报告题目：Robots for Characterizing and Training of Human Movements
报告人： Sunil K. Agrawal, Ph.D., Professor, Columbia University
About the speaker（报告人简介）:
Sunil K. Agrawal received a Ph.D. degree in Mechanical Engineering from Stanford University in 1990. He is currently a Professor and Director of Robotics and Rehabilitation (ROAR) Laboratory at Columbia University. He has published close to 400 journal and conference papers. Dr. Agrawal is a Fellow of the ASME and AIMBE. His honors include a NSF Presidential Faculty Fellowship from the White House in 1994, a Bessel Prize from Germany in 2003, and a Humboldt US Senior Scientist Award in 2007. He is a recipient of the Best Paper award at the 35th ASME Mechanisms and Robotics Conference in 2011, a Best Student Paper Award at the IEEE International Conference in Robotics and Automation in 2012, and a Best Paper (Honorable Mention) at the 39th ASME Mechanisms and Robotics Conference in 2015. He is a recipient of ASME Machine Design Award and ASME Mechanisms and Robotics Award in 2016. He has held positions of a Distinguished Visiting Professor at Hanyang University in Korea and a Professor of Robotics at the University of Ulster in Northern Ireland. He is currently also a Visiting Professor at the Biorobotics Institute of SSSA in Pisa. He actively serves on editorial boards of conferences and journals published by the ASME, IEEE, and other professional societies.

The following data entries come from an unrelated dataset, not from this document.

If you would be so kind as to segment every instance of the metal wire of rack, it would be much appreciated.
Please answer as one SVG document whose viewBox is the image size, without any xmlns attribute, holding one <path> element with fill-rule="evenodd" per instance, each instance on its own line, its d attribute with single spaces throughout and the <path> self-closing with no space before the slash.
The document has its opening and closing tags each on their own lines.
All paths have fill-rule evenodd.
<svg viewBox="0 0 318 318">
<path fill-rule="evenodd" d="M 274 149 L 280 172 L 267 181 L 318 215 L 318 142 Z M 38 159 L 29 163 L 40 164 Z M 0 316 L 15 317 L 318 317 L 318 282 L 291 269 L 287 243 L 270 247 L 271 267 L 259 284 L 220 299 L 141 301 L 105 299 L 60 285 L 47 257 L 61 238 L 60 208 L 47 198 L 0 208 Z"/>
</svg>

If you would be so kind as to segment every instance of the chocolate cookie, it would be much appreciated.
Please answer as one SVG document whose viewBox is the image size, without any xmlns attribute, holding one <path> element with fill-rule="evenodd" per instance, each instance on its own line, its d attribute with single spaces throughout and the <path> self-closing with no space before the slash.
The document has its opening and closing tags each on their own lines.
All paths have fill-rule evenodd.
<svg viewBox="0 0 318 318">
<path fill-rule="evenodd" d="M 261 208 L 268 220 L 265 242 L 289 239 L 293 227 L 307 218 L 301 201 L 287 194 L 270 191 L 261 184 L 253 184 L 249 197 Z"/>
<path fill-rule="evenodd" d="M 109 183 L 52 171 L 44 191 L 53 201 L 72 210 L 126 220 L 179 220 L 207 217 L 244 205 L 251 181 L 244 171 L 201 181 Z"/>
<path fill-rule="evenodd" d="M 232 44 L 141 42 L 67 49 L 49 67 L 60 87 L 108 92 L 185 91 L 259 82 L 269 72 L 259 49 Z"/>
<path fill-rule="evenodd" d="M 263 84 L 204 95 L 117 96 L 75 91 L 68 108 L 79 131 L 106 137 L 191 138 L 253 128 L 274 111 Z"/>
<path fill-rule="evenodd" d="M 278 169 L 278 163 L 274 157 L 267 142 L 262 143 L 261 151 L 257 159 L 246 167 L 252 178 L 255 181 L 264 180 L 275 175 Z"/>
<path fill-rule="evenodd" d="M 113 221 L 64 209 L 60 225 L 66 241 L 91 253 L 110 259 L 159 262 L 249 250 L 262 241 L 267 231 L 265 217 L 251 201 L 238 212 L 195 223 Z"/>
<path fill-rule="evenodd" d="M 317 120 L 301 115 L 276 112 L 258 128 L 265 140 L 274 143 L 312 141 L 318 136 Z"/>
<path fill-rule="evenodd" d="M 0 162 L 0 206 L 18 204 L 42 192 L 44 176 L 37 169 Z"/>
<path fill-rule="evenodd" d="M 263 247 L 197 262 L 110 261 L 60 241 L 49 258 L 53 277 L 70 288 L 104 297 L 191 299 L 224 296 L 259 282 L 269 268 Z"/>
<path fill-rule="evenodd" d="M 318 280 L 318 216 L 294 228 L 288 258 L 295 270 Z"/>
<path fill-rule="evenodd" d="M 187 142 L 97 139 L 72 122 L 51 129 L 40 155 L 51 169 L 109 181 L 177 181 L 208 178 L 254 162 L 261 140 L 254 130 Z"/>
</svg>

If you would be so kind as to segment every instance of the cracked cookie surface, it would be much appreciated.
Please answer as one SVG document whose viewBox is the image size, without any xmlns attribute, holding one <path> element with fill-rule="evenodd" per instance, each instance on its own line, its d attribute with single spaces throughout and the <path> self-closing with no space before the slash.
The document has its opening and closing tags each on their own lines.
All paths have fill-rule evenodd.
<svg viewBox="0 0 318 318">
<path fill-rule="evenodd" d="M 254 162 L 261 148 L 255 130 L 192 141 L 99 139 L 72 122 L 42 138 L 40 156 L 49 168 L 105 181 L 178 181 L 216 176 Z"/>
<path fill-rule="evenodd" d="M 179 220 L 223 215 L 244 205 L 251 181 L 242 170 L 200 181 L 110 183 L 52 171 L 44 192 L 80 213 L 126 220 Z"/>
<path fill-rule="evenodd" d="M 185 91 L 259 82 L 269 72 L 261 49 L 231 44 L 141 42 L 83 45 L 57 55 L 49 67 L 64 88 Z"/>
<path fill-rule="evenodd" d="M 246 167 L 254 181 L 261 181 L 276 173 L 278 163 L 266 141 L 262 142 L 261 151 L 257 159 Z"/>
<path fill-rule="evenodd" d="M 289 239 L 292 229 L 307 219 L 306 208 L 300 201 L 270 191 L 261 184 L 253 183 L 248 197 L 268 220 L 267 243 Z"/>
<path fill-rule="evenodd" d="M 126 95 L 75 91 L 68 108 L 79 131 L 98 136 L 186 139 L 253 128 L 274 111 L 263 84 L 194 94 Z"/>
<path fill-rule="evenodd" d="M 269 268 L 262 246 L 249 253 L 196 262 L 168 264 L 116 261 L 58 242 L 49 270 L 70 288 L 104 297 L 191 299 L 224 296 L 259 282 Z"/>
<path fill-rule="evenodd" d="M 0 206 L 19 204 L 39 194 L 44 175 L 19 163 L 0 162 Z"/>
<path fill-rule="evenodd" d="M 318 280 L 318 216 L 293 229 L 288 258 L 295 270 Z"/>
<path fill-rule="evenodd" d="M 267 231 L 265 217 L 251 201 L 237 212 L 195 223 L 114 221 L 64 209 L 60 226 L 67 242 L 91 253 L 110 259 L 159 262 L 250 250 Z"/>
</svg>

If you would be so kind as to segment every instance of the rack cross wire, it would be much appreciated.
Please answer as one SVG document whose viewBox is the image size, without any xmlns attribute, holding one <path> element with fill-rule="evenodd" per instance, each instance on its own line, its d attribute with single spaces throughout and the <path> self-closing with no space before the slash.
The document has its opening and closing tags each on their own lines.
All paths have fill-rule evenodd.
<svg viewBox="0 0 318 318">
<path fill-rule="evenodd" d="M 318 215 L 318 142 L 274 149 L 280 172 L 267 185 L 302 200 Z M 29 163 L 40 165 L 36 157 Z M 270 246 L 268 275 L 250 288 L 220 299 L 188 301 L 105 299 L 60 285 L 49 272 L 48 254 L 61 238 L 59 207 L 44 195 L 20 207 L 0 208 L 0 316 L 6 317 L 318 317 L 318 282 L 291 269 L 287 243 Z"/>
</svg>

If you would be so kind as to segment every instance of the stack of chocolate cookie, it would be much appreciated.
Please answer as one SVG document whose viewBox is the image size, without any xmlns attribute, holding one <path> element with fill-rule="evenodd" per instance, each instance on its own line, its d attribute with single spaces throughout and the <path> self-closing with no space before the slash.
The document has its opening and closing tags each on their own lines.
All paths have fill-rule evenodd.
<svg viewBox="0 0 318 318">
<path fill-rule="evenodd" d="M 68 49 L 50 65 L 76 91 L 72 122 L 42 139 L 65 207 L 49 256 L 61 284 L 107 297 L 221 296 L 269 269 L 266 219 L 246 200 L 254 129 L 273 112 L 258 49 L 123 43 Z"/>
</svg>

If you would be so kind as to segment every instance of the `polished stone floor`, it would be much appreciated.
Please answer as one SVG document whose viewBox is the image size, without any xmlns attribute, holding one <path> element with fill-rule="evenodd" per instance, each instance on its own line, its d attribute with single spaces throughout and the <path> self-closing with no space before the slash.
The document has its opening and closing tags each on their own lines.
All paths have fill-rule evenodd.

Robotics is emerging as a tool for training of human skills and functional movements. Robotics also provides the tools to probe the human neuromuscular system and to study how the human body would respond to simulated external conditions. Our group at Columbia University Robotics and Rehabilitation (ROAR) Laboratory has designed exoskeletons and movement training devices. This talk will describe scientific challenges and training studies with healthy adults, stroke patients with hemiparesis, children with cerebral palsy, and potential elderly fallers. Neural disorders limit one’s ability to perform common activities of daily living, such as walking, reaching etc. This research is supported by multiple grants from theNational Science Foundation and the National Institute of Health.